# Ne psuchor ultra uterum



## Ovidius

Hi everyone,

*Ne psuchor ultra uterum*

This is a sentence I read in a book named _Poetics of Space _and the chapter talks about psychoanalysis and its relation to the works of art. 

I would like to ask you if some of you can give me the traslation of this Latin sentence in English.

Thanks a lot,

Greetings


----------



## Scholiast

Greetings

If this is Latin at all, it is a misquotation. In the weird context of psychanalysis, _ultra uterum_ could quite literally be "beyond the womb".

But I suspect some garbling in transmission here.

Are you sure you have transcribed it correctly?


----------



## Ovidius

Scholiast said:


> Greetings
> 
> If this is Latin at all, it is a misquotation. In the weird context of psychanalysis, _ultra uterum_ could quite literally be "beyond the womb".
> 
> But I suspect some garbling in transmission here.
> 
> Are you sure you have transcribed it correctly?



I very much appreciate your help, Scholiast.
,
In fact the author didn’t mention the phrase was Latin or not. I have checked up in the book and I’m sure I had made no mistake in transcribing it above.

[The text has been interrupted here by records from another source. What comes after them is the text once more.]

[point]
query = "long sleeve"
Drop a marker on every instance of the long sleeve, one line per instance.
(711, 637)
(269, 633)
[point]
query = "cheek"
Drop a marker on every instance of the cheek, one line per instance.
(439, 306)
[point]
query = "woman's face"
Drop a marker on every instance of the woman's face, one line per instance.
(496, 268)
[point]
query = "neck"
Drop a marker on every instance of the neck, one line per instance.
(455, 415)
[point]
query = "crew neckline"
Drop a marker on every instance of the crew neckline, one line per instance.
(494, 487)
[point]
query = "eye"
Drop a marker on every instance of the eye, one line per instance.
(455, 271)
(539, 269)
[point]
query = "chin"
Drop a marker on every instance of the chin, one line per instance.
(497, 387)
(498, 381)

Shortly before this sentence he had written another one in Latin, which is comprehensible to me, that is *Ne sutor ultra crepidam*. But this one could be some invention of his, because we commonly know that philosophers sometimes in favour of coining new terms.


----------



## Scholiast

OK.

We are dealing here with some pretentious git who thinks it appropriate to try impress with pseudo-science. (Most psycho-analysts do, but this is egregious).

These bits of "Latin" are utter nonsense.

"ne sutor ultra crepidam" could mean "lest I a shoemaker further socle"

This is entirely _merda_.


----------



## CapnPrep

Ovidius said:


> Shortly before this sentence he had written another one in Latin, which is comprehensible to me, that is *Ne sutor ultra crepidam*.


This one is a adaptation/misquotation of Pliny's _ne supra crepidam sutor iudicaret_. See this Wikipedia article for further explanation: _Sutor, ne ultra crepidam_. Your author then let his imagination run wild with this expression and made up a rather un-Latin noun _psuchor_, which I guess is supposed to mean "psychologist" or "psychiatrist". So if the first one says "Shoemaker, don't go beyond the sandal", the second one says "Shrink, don't go beyond the womb". I hope you can make some sense of this in the context of the book.


----------



## MargaritaHR

Thanks CapnPrep. You are right!! It makes sense...


----------



## Eqmeliten

CapnPrep clarifies it nicely. Google "psuchor..." and Google Books quotes enough of the book in question to show you the context.  For consistency, the usual translation of "ne sutor..." is "Let the cobbler stick to his last."


----------